September 19, 2008 Comments off

I picked this book up out of curiosity, with no specific expectations. I’ve never seen the film. I did think that it would be good to read fantasy written by someone from outside the West. In that I was not disappointed.

A healthy pensioner in shorts with a video camera – that’s the prosperity of the West.” You don’t get quotes like that in the usual run of fantasy books.

I enjoy books that present you with their setting once, and then get on with exploring what is happening to the characters within that setting. The Night Watch is one such book. Set in modern day Moscow, it concerns Anton, a lowly member of the Night Watch. Their duty is to keep tabs on vampires, werewolves and other agents of the Dark. Not eliminate, but license and control. The Night Watch is similar to books by Kim Wilkins and Jason Nahrung, the melding of the modern and the supernatural in a believable, compelling, and everyday sort of way.

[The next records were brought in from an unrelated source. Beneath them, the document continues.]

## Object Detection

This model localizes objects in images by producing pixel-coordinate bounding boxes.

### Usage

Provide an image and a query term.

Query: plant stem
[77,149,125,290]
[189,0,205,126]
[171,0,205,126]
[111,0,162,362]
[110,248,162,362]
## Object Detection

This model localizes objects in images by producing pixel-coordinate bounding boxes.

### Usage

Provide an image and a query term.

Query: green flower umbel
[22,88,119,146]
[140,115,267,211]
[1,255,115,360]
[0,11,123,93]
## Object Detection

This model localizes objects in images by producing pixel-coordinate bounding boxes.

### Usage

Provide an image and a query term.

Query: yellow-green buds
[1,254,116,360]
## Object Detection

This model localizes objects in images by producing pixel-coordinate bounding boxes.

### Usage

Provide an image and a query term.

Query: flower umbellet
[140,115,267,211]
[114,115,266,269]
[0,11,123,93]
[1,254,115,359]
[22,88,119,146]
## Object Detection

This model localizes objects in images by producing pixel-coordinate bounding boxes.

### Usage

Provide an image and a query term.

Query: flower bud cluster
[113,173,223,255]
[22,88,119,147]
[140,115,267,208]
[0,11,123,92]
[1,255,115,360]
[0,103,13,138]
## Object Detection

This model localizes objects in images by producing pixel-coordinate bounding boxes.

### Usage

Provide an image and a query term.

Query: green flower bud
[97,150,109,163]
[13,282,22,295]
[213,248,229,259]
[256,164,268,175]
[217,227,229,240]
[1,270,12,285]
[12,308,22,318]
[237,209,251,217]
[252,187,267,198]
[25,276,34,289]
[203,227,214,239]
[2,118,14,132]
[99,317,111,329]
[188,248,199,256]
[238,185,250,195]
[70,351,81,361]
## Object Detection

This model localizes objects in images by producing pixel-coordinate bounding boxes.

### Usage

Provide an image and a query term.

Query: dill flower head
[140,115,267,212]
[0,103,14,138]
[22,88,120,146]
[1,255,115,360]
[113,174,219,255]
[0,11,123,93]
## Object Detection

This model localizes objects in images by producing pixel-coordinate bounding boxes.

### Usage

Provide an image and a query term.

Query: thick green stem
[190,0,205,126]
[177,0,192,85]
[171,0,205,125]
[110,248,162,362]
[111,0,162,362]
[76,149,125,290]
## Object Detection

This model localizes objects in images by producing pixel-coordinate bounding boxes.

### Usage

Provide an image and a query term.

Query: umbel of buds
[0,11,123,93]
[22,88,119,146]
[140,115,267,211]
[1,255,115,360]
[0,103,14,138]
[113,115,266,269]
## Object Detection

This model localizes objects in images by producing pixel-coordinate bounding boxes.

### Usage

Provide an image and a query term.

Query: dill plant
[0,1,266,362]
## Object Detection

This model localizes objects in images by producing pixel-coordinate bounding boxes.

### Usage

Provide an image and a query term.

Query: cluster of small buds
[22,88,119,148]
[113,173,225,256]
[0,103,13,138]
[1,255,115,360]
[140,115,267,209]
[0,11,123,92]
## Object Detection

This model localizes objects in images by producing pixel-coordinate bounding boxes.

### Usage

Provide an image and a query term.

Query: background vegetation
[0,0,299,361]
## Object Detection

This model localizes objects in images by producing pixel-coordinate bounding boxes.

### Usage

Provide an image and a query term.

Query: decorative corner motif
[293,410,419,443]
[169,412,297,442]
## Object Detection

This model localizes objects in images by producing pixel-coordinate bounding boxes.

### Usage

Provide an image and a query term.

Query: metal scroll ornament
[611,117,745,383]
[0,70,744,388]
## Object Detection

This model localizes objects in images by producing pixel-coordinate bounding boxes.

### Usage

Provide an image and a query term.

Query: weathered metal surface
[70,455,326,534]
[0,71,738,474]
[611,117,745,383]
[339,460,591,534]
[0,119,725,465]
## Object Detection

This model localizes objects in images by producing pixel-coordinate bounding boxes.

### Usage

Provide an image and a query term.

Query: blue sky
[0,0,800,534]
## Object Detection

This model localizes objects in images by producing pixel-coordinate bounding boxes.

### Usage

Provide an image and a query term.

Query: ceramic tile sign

This book is sufficiently different, having emerged from modern Russia rather than a Western University. The Russian humour of the characters may escape some readers, so allow me to help by showing example of the following Russian joke.

In the immediate aftermath of Chernobyl, the critical need to seal the destroyed reactor in concrete. A series of robots were sent up to do the work. The American robot failed after ten minutes. The Japanese robot failed after twenty minutes. Finally, they sent up a Russian robot. After two hours, the Russian robot was still working, so the supervisor called up “Private Ivanov! You may now come down for a twenty minute cigarette break!”

Now you know all you need to about Russian humour.

If all The Night Watch were was an interesting perspective it would be a mere curio. Luckily the story is worth following, and the characters interesting. A Cold War version of the X-Files might look something like this. I liked it.